My husband was driving our daughter and her friend home one evening. The girls were chatting in the back of the car happily when my daughter suddenly noticed the sunset. She began describing it as beautiful, magnificent, glorious, wonderful, but she never used the word "sunset" to label it.



Her friend, in a bored tone of voice, informed our daughter that it was called a sunset. Our daughter quickly admitted that it was a sunset and wasn't it amazingly colorful and beautiful, bright, and amazing. Again, the friend remarked that it was a sunset.

I laughed when I heard the story because I could imagine the conversation in my head. After laughing, I began thinking about it more deeply, and it made sense to me that our daughter would be enamored with the sky: she's our daughter.


She's the daughter of a meteorologist, and a daughter of a woman who grew up watching the clouds to see if they could hold up a glider. She's the daughter of two people who look to the sky all day to watch the clouds. My husband and I watch the clouds as information givers, as beauty providers, and as stress relievers. Both of us watch clouds move, change, grow, reflect light.

I am reading a book right now called Last Child in the Woods. The section I'm reading right now is talking about experiencing nature. Basically, the author is making the argument that people of today are having a hard time appreciating nature because they have not been a part of nature.

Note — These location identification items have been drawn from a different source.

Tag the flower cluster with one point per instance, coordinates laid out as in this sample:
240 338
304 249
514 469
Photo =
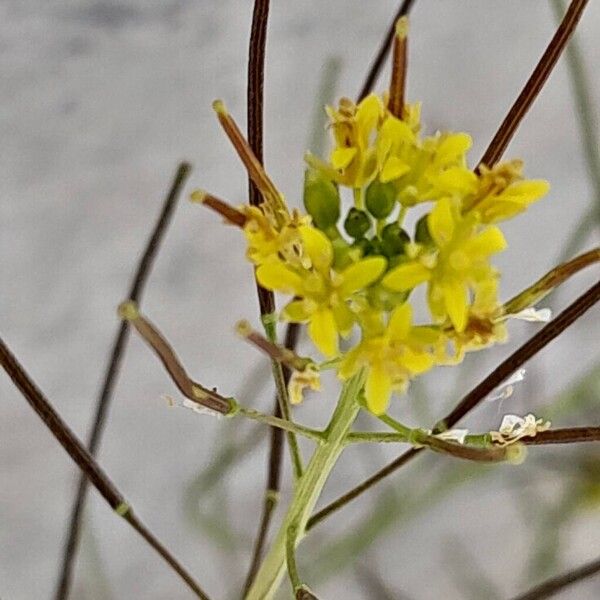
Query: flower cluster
356 271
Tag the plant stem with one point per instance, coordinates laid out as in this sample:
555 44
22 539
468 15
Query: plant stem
284 405
308 490
383 51
274 421
529 349
534 84
112 371
86 462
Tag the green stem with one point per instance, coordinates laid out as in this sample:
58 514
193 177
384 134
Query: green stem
283 399
402 215
273 421
308 490
359 201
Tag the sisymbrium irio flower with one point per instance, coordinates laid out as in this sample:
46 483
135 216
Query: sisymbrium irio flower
322 295
337 284
391 357
456 265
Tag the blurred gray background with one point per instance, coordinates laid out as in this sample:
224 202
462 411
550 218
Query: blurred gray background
99 101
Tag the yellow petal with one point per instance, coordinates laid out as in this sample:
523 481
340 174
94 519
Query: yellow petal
441 222
416 362
488 242
342 157
455 300
323 332
275 276
407 276
361 274
344 319
528 191
378 389
452 147
400 322
393 168
349 364
318 247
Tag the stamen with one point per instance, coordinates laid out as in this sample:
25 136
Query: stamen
276 352
506 389
229 213
399 66
255 170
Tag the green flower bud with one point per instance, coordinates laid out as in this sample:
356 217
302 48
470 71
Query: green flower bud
380 199
357 223
321 199
363 245
393 240
422 235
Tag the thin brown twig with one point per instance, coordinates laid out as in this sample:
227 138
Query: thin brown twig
384 49
112 371
399 68
257 36
529 349
271 497
552 586
86 462
534 84
255 108
255 105
567 435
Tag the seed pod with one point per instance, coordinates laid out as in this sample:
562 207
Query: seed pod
357 223
422 235
380 199
393 240
321 199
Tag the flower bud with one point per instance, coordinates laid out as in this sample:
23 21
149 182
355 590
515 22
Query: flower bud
380 199
321 199
422 235
357 223
393 239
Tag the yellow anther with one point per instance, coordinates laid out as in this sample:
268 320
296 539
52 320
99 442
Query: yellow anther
128 310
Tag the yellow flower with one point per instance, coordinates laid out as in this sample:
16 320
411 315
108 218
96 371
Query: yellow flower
391 357
502 192
424 170
455 267
268 239
485 325
354 128
322 295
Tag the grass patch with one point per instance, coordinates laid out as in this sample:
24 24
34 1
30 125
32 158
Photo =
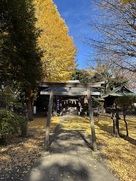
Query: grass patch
19 155
120 152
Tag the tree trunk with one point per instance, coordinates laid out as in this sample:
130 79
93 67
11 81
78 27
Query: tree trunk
24 129
116 125
29 109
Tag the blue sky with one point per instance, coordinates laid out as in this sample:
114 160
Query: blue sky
76 13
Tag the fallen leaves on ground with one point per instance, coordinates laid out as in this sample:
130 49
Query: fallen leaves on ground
19 155
120 153
17 158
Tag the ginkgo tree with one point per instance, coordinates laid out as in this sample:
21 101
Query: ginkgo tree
58 48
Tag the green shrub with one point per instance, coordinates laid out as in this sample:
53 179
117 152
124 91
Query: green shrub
10 123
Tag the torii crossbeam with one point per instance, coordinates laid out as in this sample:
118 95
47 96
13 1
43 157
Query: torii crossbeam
86 90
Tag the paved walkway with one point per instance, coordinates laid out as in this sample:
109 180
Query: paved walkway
69 159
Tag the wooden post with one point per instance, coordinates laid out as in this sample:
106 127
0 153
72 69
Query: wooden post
49 120
91 119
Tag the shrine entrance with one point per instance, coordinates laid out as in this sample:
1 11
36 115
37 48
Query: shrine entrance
70 89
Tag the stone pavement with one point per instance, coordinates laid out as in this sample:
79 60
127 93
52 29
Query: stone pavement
69 159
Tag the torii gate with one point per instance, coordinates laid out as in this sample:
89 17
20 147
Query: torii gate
87 92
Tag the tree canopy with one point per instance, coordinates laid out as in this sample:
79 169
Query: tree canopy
20 56
58 47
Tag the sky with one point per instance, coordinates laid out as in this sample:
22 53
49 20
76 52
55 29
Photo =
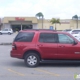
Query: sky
63 9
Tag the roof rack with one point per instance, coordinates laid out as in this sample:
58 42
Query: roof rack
39 29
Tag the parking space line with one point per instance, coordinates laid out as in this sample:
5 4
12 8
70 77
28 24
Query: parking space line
16 72
47 72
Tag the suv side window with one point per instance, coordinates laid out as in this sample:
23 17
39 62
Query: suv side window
24 37
63 38
48 37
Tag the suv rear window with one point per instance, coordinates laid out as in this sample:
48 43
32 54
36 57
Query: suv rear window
48 37
24 37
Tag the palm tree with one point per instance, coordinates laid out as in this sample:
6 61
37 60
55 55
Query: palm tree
40 15
75 17
54 21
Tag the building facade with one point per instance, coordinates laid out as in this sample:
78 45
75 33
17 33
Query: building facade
20 23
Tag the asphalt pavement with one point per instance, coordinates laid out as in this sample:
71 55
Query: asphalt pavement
5 38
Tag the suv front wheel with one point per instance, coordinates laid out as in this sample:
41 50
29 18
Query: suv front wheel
32 59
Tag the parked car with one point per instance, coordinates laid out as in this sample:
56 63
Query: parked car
75 33
35 46
6 31
67 30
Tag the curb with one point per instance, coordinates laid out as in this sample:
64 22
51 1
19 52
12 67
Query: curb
5 43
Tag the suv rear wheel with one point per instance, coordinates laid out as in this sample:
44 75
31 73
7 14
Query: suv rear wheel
32 59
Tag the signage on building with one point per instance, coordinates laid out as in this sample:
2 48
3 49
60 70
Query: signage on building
19 19
51 27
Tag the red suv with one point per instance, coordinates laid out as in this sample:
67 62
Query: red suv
35 46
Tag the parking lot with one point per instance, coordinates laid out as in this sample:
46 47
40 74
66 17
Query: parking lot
14 69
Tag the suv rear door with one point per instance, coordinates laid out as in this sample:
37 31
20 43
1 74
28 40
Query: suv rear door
24 40
66 48
47 44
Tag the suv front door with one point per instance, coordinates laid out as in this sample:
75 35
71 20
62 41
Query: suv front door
47 44
66 48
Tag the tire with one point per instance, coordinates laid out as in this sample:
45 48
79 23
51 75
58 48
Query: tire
32 59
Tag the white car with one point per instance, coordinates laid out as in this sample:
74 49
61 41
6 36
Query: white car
6 31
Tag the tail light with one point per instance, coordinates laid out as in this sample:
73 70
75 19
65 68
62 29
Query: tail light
14 46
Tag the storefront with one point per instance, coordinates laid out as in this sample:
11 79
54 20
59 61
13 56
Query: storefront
19 23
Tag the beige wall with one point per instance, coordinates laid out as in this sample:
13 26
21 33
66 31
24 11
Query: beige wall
7 19
65 23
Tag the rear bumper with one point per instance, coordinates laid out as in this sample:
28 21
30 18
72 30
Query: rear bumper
14 54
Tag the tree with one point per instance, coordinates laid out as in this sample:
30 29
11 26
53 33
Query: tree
75 17
40 15
54 21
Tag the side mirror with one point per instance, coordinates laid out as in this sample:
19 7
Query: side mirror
74 42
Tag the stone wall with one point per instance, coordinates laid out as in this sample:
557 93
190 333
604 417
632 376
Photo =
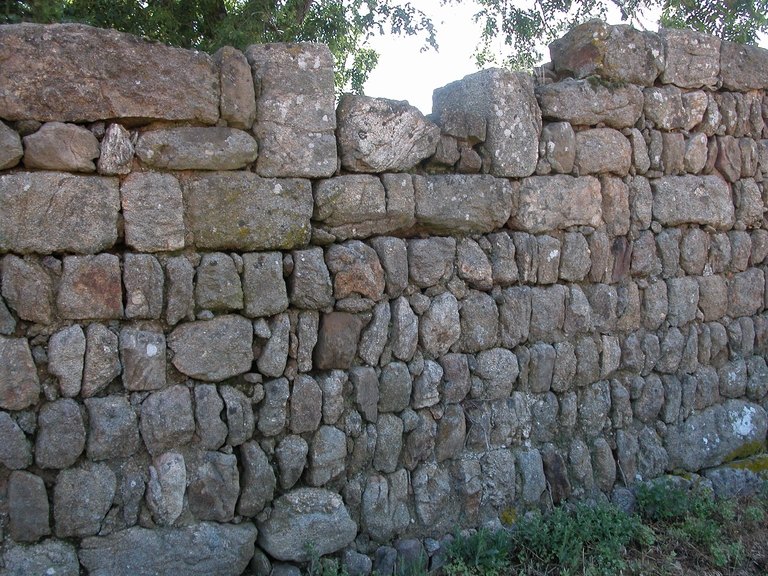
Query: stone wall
234 313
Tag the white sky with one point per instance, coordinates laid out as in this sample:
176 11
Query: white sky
405 73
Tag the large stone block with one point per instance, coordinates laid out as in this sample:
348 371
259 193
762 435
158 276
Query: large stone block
295 139
692 58
76 73
91 288
615 53
743 68
458 203
213 350
558 202
197 148
507 102
197 550
715 435
242 211
77 213
591 101
693 199
380 135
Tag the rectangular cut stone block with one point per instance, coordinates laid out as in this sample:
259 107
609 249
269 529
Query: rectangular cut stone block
743 68
693 199
693 58
558 202
48 212
76 73
242 211
513 120
296 139
459 203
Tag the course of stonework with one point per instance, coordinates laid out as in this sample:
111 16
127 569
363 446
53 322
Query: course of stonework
244 325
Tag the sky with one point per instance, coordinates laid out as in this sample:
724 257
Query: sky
405 72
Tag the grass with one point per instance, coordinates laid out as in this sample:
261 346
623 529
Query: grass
675 530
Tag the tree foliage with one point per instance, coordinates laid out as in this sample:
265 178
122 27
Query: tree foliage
345 25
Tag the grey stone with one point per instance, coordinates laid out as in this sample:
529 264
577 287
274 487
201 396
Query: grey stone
112 83
708 438
692 58
389 443
515 315
393 257
116 151
167 420
142 354
306 332
615 53
459 203
306 404
238 97
79 214
683 299
511 129
226 210
558 202
60 434
217 283
498 369
274 408
28 508
745 293
337 341
692 199
15 452
264 291
310 283
547 311
306 515
143 279
27 289
208 407
240 419
58 146
380 135
113 428
205 548
213 350
196 148
166 487
590 102
82 498
214 486
102 360
11 150
300 141
274 355
91 288
153 211
180 302
66 351
602 150
56 555
291 454
743 67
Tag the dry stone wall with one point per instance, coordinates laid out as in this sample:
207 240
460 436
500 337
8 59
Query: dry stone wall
240 325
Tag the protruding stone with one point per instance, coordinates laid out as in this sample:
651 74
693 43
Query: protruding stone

To me, I am a part of the clouds. I am a part of the sky. My husband is the same way. We value it. We experience it. Our daughter has absorbed that and now experiences it, too. I'm grateful for that funny conversation in the car. One child wasn't wrong and one child wasn't better. One child finds herself part of the sky, and one child labels the sky's action.


Our child is now watching clouds.

1 comment:

Louisa said...

Lovely post, and lovely pictures! Good for your girl for seeing the beauty beyond the simple label of "sunset."